Q. L’Europe peut-elle être calme ? Depuis l’invasion russe de l’Ukraine, début 2022, une part très importante du pétrole brut et du gaz consommés en Europe provient d’outre-Atlantique…
R. Les flux de GNL (gaz naturel liquéfié, acheminé par bateau) reposent avant tout sur le prix. En 2022 et 2023, le prix en Europe était si élevé que tous (les navires GNL) y sont allés. Si cela change, ils iront dans le Pacifique. L’Europe doit continuer à se diversifier, à réussir sa transition verte et à réduire davantage sa dépendance à l’égard de la Russie. Une grande partie de l’énergie russe arrive encore en Europe grâce aux lacunes dont Moscou profite. Il serait intéressant de savoir ce que le nouvel exécutif communautaire compte faire à ce sujet.
Q. Attendez-vous des changements dans la transition énergétique, en fonction du résultat du 5 novembre ?
R. La transition va se poursuivre, la question est de savoir à quel rythme. Et c’est important, car nous avons déjà du mal à respecter nos engagements climatiques. Avec Trump, ce serait beaucoup plus lent, car le gouvernement fédéral ne faciliterait pas la transition : il ne pourrait pas arrêter la transition, mais il la ralentirait.

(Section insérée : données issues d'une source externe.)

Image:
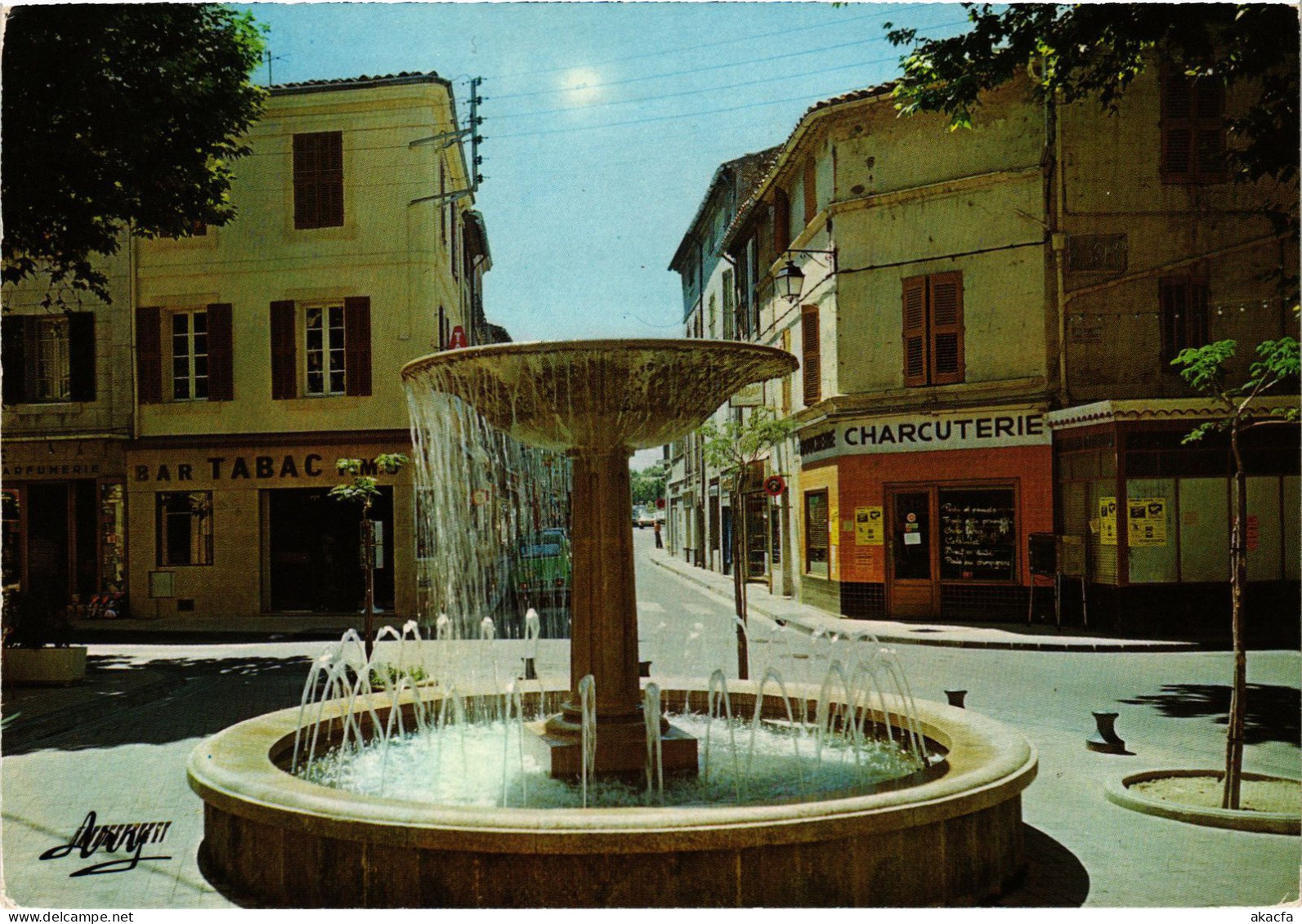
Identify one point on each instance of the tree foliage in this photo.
(1095, 51)
(118, 118)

Et les États-Unis ne parviendraient pas à atteindre leurs objectifs, en plus de les exclure de tout le processus de la COP (les conférences des Nations Unies sur les changements climatiques).
Q. Vous attendez-vous à un Trump plus agressif que lors de son premier mandat ?

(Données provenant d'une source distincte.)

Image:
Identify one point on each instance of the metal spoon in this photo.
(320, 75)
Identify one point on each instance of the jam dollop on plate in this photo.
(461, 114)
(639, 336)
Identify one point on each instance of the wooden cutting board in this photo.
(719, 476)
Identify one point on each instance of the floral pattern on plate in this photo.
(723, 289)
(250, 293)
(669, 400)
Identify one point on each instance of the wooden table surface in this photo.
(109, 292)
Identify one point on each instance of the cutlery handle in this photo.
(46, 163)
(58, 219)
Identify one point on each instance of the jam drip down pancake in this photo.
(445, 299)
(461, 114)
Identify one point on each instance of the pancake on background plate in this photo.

R. Rhétoriquement, probablement oui, mais l’expérience a montré qu’il existe d’autres puissances dans le système américain qui pourraient le bloquer, modérant certaines de ses impulsions. Reste à savoir si cela fonctionnera ou non avec la Chine… Il se pourrait que les deux plus grandes économies du monde n'aient aucun moyen d'avancer ensemble.
Q. Ces derniers temps, l’idée s’est imposée selon laquelle l’épicentre de l’économie mondiale s’est déplacé de l’Atlantique vers le Pacifique.
R. Je ne suis pas d'accord avec ça. J'aimerais voir les faits derrière cette déclaration. Il n’y a aucun doute sur la montée de la Chine et sur la manière dont elle a changé le monde… Mais si l’on regarde la manière dont les continents se connectent, l’Atlantique le fait d’une manière qui échappe à l’attention de la plupart. Prenons l’exemple de l’énergie : l’Atlantique est un réservoir pour le monde entier. Dans le pétrole, le gaz, les biocarburants, les technologies propres… le cœur est ici.
Q. Et dans d’autres domaines, au-delà de l’énergie ?
R. Le même. Les plus grandes ressources halieutiques au monde se trouvent dans l’Atlantique et non dans le Pacifique. En fait, les flottes d’autres pays, comme la Chine, viennent pêcher dans les eaux de l’Atlantique. Dans les échanges commerciaux, l’Atlantique et le Pacifique vont de pair. Mais le commerce ne concerne pas seulement les biens : les services et les investissements doivent également être pris en compte. Si l’on additionne tout cela, les flux commerciaux sont bien plus importants dans l’Atlantique que dans le Pacifique. Il n'y a pas de comparaison (possible). Il faut également rappeler que le commerce qui connaît la croissance la plus rapide est celui des services et, en particulier, du numérique. Et là aussi, le centre de l'innovation est ici.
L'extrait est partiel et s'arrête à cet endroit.